In fact, the ads are already running, no doubt launching a deep, wrenching, 30-second national dialogue about child exploitation. Democrat Mary Jo Kilroy is airing an ad attacking incumbent Rep. Deborah Pryce (R-OH) whose "friend Mark Foley [was] caught using his position to take advantage of 16-year-old pages." Democratic Rep. Baron Hill (D-IN) likewise is attacking Republican Mike Sodrel for accepting money from GOP leaders "who knew about but did nothing to stop sexual predator congressman Foley." Then there's Patty Wetterling, a Democratic Congressional candidate from Minnesota, who got the ball rolling with the first Foley-related ad a few days ago, one that was all the more poignant because her own son Jacob was kidnapped 17 years ago and has never been found. She also gave the Democratic response to President Bush's weekly radio address on October 7, allowing herself to be used, allowing the memory of her son to be used, for political purpose.

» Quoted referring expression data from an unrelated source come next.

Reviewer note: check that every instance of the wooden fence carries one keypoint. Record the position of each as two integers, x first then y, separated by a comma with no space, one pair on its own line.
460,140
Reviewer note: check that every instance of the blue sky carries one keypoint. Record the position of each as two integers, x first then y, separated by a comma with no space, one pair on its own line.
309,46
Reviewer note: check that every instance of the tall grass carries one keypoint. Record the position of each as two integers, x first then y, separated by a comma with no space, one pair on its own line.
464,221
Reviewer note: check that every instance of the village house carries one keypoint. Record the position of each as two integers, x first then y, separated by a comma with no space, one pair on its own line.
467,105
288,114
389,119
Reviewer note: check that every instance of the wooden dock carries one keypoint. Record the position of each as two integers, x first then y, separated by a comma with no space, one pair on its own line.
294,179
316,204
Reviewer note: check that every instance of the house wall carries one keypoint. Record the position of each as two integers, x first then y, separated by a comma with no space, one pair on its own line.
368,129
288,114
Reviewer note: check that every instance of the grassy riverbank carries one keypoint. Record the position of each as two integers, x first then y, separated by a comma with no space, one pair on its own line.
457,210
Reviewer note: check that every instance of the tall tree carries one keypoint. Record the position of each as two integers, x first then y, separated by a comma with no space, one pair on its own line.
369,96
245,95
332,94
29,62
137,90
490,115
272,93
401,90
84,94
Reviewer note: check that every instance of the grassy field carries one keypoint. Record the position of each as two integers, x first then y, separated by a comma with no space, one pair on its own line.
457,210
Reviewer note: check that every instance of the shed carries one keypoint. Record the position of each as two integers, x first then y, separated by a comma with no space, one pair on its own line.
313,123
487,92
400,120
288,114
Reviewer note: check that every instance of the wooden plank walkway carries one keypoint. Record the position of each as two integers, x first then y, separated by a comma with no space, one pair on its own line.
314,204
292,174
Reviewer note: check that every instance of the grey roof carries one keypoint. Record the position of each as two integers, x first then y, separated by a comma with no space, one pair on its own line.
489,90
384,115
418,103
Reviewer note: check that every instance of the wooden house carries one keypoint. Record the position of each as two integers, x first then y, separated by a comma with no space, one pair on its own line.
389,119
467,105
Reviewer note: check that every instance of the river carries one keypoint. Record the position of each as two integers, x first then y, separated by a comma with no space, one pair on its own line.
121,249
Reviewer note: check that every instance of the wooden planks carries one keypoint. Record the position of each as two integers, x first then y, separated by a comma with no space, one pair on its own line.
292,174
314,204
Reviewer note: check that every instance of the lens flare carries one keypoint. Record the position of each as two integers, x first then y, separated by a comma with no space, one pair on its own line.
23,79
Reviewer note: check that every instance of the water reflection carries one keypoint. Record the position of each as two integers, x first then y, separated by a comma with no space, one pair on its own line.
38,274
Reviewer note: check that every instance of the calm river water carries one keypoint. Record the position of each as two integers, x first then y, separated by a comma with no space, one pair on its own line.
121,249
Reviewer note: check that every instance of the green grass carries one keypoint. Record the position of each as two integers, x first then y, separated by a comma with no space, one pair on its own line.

It would seem, then, that you can hardly go wrong exploiting--I mean, protecting--children. Who's going to disagree with President Bush, for example, when he bravely uses the occasion of yet another school shooting to clarify his principled position on violence in schools? It turns out that he's opposed to it. "See," he told an elementary school audience (what a nice touch!) on October 5, "it is imparamount [sic] that the federal government work with the state government and local governments to make it clear that our schools are places of learning, not places where there be violence." (It is perhaps less imparamount that our schools work as places where there be English learningness.) The Prez even forcefully backed up his daring and much-needed clarification by announcing that the US Attorney General and the Education Secretary would be dispatched first thing next week to a decisive meeting on this pressing issue. Moms and Dads, sleep easy tonight. George "Man of Action" Bush won't resort to mere tokenism when it comes to protecting your children.

So let's splash the headlines with our macabre voyeurism, with the not-just-hypocritical but nihilistic pomposities of our so-called representatives and leaders. It's certainly better than focusing public attention on the Abramoff scandal, a multi-million-dollar money-laundering scheme extending from the White House (where Abramoff had almost 500 contacts, including ten with Karl Rove) through the Congress (remember the now-indicted Majority Leader, Tom DeLay, anyone?) to Christian crusader Ralph Reed (responsible for organizing the "wackos," as former DeLay aide Mike Scanlon eloquently put it) and tax reformer Grover Norquist (who kept taking larger cuts than Abramoff expected). No, no, it'd be a terrible waste of time to think--or talk--too much about any of this. As it would be to analyze the contents of a detainee bill that explicitly suspends habeas corpus for "alien unlawful combatants" (whatever they are--it's up to the President to decide), eviscerates the Geneva Conventions, rubber-stamps torture, and consolidates yet more power in the hands of the Executive. And who could seriously believe that the brutal, criminal, and failed prosecution of not one but two wars, coupled to war profiteering on an unimaginable scale by close allies of the White House, merited serious public debate--much less the recent disclosures that the Bush Administration ignored high-level warnings of the impending September 11th attacks, or the ongoing preparations for a third invasion, of Iran?

No, let's line up the two parties and find out which one secretly supports pedophiles. In the process we can pretend that the demonstrable, mind-boggling, metastatic corruption of one of the parties means that the other one is, at least comparatively, honest. And while we're at it, we can shrug off the pervasive nihilism of our leaders, people who have so little imagined tragedy that they can see it only as an opportunity for themselves. Let us adopt this policy of apathy and indifference, which affords us at least the comfort of knowing that, however feckless and self-interested, those who lead us also represent us.

In the face of such hypocrisy, in the stunning absence of outrage, the most pressing question before us now is not whether our political leaders have a sense of decency, but whether, at long last, we ourselves have left no sense of decency.